La sciotte de Jean-Paul

Diane Clavet, Le Lavalois, Sainte-Brigitte-de-Laval, octobre 2013

Jean-Paul Thomassin n’avait que 13 ans quand il est monté dans les chantiers pour la première fois. Son père Odina, alors jobber pour le Séminaire de Québec, l’avait engagé ainsi que ses frères et d’autres Lavalois pour remplir un contrat. Muni de sa sciotte, de sa hache et de son crochet, Jean-Paul est monté au Lac aux Pins quittant ainsi le monde des enfants pour celui des travailleurs. Dans ce temps-là, le métier de bûcheron n’était pas facile. Les heures de travail étaient longues, il fallait bûcher d’une étoile à l’autre, six jours par semaine. Les conditions étaient difficiles; l’été, il y avait les mouches, la chaleur ou la pluie tandis que l’hiver c’était le froid et la neige.

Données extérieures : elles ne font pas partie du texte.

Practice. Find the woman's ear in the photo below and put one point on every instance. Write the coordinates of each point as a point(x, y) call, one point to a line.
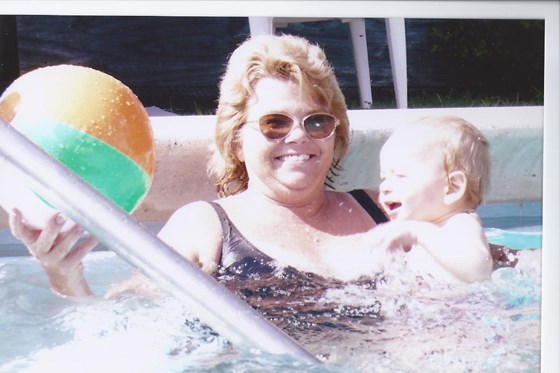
point(238, 146)
point(456, 187)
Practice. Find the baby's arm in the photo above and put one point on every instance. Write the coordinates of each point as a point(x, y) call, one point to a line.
point(458, 246)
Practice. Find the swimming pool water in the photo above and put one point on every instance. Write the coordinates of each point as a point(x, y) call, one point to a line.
point(388, 323)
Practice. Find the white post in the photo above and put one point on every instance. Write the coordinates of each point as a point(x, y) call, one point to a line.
point(396, 39)
point(261, 25)
point(361, 61)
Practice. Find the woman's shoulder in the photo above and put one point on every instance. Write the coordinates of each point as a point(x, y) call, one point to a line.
point(194, 230)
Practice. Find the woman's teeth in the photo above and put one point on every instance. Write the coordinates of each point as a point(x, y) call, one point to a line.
point(294, 157)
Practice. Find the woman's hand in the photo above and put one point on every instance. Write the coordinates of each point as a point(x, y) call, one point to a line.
point(58, 252)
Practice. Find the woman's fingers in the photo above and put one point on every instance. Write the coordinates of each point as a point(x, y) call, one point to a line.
point(80, 251)
point(20, 230)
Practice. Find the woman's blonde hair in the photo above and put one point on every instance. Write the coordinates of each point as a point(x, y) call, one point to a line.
point(286, 57)
point(464, 148)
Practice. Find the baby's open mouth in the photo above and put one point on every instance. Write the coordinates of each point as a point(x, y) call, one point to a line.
point(392, 205)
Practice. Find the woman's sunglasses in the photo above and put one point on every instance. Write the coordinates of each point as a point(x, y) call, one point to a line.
point(318, 126)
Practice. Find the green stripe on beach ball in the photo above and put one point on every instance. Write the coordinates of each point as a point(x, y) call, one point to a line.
point(105, 168)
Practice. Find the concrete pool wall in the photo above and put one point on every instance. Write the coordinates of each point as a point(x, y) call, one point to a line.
point(183, 146)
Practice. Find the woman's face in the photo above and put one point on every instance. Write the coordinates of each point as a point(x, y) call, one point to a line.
point(294, 163)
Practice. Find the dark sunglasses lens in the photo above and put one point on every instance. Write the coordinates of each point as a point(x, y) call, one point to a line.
point(275, 126)
point(319, 126)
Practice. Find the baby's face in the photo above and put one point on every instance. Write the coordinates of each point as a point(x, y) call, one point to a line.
point(413, 179)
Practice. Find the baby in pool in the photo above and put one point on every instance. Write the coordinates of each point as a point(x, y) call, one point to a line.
point(434, 173)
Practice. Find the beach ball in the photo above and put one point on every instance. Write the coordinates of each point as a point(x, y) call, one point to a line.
point(90, 122)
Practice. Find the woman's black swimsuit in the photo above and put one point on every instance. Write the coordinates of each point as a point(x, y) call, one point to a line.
point(242, 256)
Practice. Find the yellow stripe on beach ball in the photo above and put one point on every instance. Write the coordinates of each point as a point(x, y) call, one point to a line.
point(89, 121)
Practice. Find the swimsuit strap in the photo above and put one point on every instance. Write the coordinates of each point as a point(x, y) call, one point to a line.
point(369, 205)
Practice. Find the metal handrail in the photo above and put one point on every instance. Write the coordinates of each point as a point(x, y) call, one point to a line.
point(204, 296)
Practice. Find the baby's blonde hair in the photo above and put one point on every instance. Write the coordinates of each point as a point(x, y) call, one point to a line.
point(284, 57)
point(463, 148)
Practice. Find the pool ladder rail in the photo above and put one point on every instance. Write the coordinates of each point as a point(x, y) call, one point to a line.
point(204, 296)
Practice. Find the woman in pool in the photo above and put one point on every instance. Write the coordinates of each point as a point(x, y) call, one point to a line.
point(281, 129)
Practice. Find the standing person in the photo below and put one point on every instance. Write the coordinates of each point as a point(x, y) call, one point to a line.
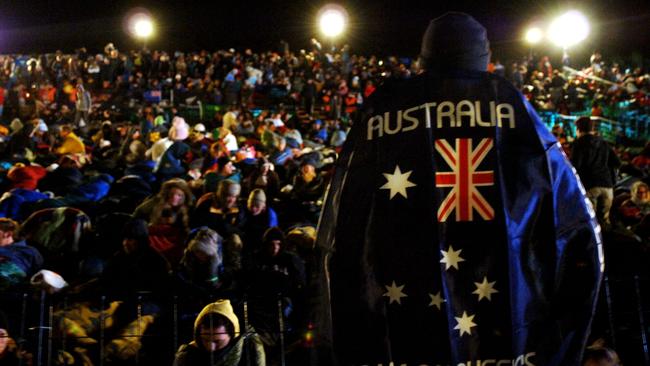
point(83, 106)
point(454, 230)
point(219, 341)
point(596, 164)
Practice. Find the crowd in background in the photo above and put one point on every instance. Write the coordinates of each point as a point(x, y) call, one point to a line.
point(113, 181)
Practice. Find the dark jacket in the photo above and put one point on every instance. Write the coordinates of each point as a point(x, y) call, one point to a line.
point(244, 349)
point(595, 161)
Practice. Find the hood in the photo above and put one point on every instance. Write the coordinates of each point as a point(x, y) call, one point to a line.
point(221, 307)
point(455, 41)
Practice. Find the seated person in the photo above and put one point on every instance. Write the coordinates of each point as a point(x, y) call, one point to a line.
point(634, 209)
point(220, 211)
point(218, 340)
point(18, 261)
point(225, 170)
point(259, 217)
point(202, 262)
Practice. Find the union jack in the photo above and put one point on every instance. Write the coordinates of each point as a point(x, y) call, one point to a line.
point(464, 197)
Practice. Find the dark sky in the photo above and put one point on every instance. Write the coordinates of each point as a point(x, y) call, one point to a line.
point(384, 27)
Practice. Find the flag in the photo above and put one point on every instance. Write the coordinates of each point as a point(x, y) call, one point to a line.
point(455, 232)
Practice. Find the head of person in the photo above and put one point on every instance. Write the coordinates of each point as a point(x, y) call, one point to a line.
point(228, 193)
point(216, 326)
point(455, 40)
point(256, 202)
point(8, 231)
point(204, 246)
point(308, 170)
point(65, 130)
point(640, 194)
point(135, 236)
point(584, 125)
point(225, 166)
point(198, 132)
point(273, 241)
point(176, 193)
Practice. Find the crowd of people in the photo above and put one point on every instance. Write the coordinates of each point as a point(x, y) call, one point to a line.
point(113, 187)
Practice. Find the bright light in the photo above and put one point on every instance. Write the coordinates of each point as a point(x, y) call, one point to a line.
point(569, 29)
point(143, 28)
point(534, 35)
point(332, 19)
point(139, 23)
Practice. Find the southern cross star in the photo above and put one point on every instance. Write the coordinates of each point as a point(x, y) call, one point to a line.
point(465, 324)
point(394, 293)
point(436, 300)
point(451, 258)
point(398, 182)
point(485, 289)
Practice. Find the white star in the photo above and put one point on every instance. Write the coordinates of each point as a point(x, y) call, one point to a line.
point(451, 258)
point(436, 300)
point(395, 293)
point(465, 324)
point(398, 182)
point(485, 289)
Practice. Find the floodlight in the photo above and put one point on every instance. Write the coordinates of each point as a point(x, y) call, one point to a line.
point(568, 29)
point(534, 35)
point(332, 19)
point(143, 28)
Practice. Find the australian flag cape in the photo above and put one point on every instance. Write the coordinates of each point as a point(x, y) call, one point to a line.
point(455, 232)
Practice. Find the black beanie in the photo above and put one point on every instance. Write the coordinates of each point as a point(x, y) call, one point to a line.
point(455, 41)
point(3, 321)
point(273, 233)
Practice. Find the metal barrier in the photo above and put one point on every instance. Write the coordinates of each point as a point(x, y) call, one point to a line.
point(43, 324)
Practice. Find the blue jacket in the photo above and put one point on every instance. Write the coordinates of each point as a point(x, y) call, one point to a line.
point(455, 231)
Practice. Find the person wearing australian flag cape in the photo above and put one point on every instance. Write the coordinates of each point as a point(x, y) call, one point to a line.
point(455, 231)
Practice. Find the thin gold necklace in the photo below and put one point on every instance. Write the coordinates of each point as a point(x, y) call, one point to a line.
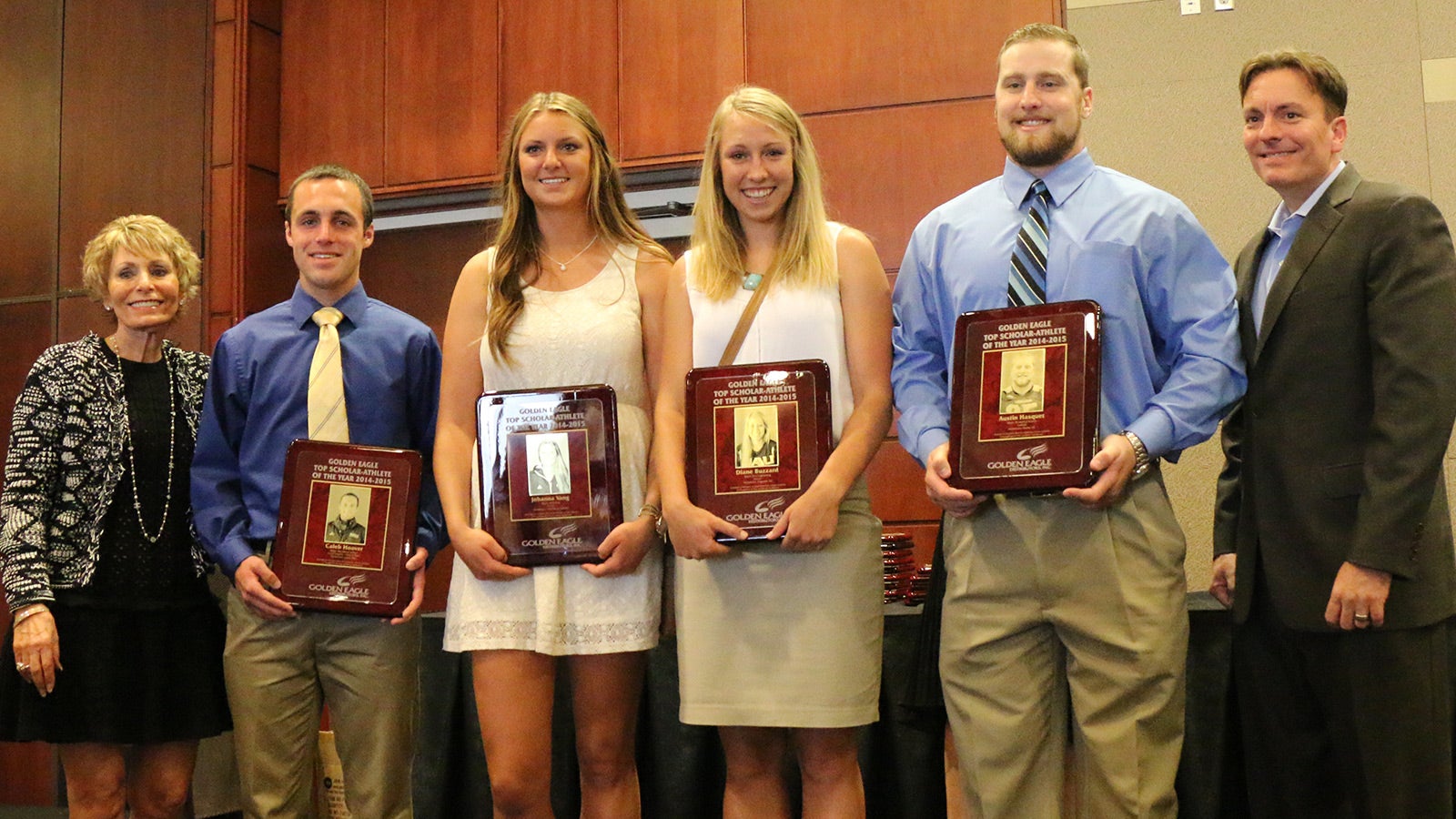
point(172, 453)
point(562, 266)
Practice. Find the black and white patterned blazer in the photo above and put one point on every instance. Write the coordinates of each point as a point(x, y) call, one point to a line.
point(67, 453)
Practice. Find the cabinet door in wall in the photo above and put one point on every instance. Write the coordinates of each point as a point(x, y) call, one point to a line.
point(844, 55)
point(679, 58)
point(568, 46)
point(440, 82)
point(332, 99)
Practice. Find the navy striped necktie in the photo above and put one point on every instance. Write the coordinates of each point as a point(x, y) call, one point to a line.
point(1028, 259)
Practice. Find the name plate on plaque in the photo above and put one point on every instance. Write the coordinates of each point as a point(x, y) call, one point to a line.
point(1026, 395)
point(756, 438)
point(346, 526)
point(551, 489)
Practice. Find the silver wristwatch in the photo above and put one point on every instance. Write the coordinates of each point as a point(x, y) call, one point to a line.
point(1143, 462)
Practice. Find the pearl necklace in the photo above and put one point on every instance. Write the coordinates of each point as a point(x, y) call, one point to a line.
point(172, 453)
point(562, 266)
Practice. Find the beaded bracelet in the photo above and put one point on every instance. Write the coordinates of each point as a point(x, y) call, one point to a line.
point(25, 614)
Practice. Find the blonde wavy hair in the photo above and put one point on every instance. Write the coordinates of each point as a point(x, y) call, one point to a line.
point(140, 234)
point(805, 256)
point(519, 238)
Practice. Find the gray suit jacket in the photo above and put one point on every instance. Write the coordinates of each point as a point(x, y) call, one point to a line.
point(1336, 452)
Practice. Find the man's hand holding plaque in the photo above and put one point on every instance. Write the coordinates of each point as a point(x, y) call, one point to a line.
point(1026, 398)
point(346, 535)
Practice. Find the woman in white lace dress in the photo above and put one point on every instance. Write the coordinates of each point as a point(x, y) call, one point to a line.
point(779, 643)
point(568, 293)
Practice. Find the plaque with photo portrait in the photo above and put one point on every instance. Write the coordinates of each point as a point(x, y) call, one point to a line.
point(1026, 398)
point(346, 526)
point(756, 438)
point(551, 484)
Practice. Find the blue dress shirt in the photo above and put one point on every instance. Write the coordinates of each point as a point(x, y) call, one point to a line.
point(258, 402)
point(1171, 363)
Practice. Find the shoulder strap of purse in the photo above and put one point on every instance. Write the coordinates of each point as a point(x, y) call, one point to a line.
point(744, 322)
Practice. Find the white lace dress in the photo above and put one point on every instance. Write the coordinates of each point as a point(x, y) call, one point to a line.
point(592, 334)
point(768, 637)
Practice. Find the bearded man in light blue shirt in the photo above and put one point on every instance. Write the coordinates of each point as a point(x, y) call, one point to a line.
point(1074, 603)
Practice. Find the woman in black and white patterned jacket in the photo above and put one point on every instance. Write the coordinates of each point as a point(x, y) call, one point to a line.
point(98, 554)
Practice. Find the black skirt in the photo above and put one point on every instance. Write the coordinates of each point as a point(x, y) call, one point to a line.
point(128, 678)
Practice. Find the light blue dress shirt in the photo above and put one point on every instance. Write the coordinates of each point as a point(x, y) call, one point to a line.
point(1171, 363)
point(258, 402)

Les habitations (camp, office, cookery, étable) étaient rudimentaires, pas isolées et sans commodités. Les hommes couchaient dans le camp dans des lits superposés. Jean-Paul m’a conté que ce n’était pas chaud durant l’hiver et qu’ il arrivait souvent que ses couvertes restaient prises dans la glace le long du mur. Dès le mois de juin, les chantiers commençaient. Les hommes bûchaient de la pitoune de 4 pieds pendant de longs mois puis à l’automne quand la neige arrivait, ils charroyaient le bois coupé dans des sleighs tirées par des chevaux.

À tous les 15 jours, un mesureur de bois passait dans les différents chantiers pour mesurer la quantité de bois coupé par chaque homme; c’était ainsi que la paye était déterminée. Dans ses premières années de travail, Jean-Paul donnait la plus grande partie de son salaire à ses parents. Quand on vient d’une famille de 17 enfants, chacun doit faire sa part. Jean-Paul était considéré comme un bon bûcheron, il bûchait 3 cordes de bois par jour, à la sciotte s’il vous plaît. Il lui est arrivé de passer 4 mois dans les chantiers sans revenir à la maison. Il ne se plaignait jamais malgré les tâches à accomplir car en plus de son travail, il s’occupait de soigner les chevaux, chauffer les bâtiments, aiguiser ses outils.

Jean-Paul conserve des bons souvenirs de ses années dans les chantiers. C’est avec émotion qu’il m’a parlé de son père, de ses soeurs qui y faisaient la cuisine et de son frère Guy avec qui il faisait parfois équipe. Jean-Paul a exercé le métier de bûcheron pendant de nombreuses années. Après son mariage avec Julienne Sanchagrin en août 1957, comme ce travail l’éloignait trop longtemps de sa famille, il a choisi de devenir menuisier-chanpentier. Ce métier, il l’a exercé jusqu’à sa retraite et le pratique encore pour les siens. Il a contribué à construire plusieurs maisons de Sainte-Brigitte, dont trois qui lui appartenaient.

Aujourd’hui, âgé de 83 ans, Jean-Paul est toujours un amateur de forêt. Il possède une belle terre à bois où chaque année, équipé de sa scie mécanique, il coupe quelques cordes de bois de chauffage pour son usage personnel et celui de ses 3 garçons. Il y pratique aussi son activité préférée la chasse à l’orignal. Au moment d’écrire ces lignes, Jean-Paul et ses trois garçons ont débuté leur chasse et ils ont déjà abattu un chevreuil à Nicolet et un orignal sur leur terre à bois.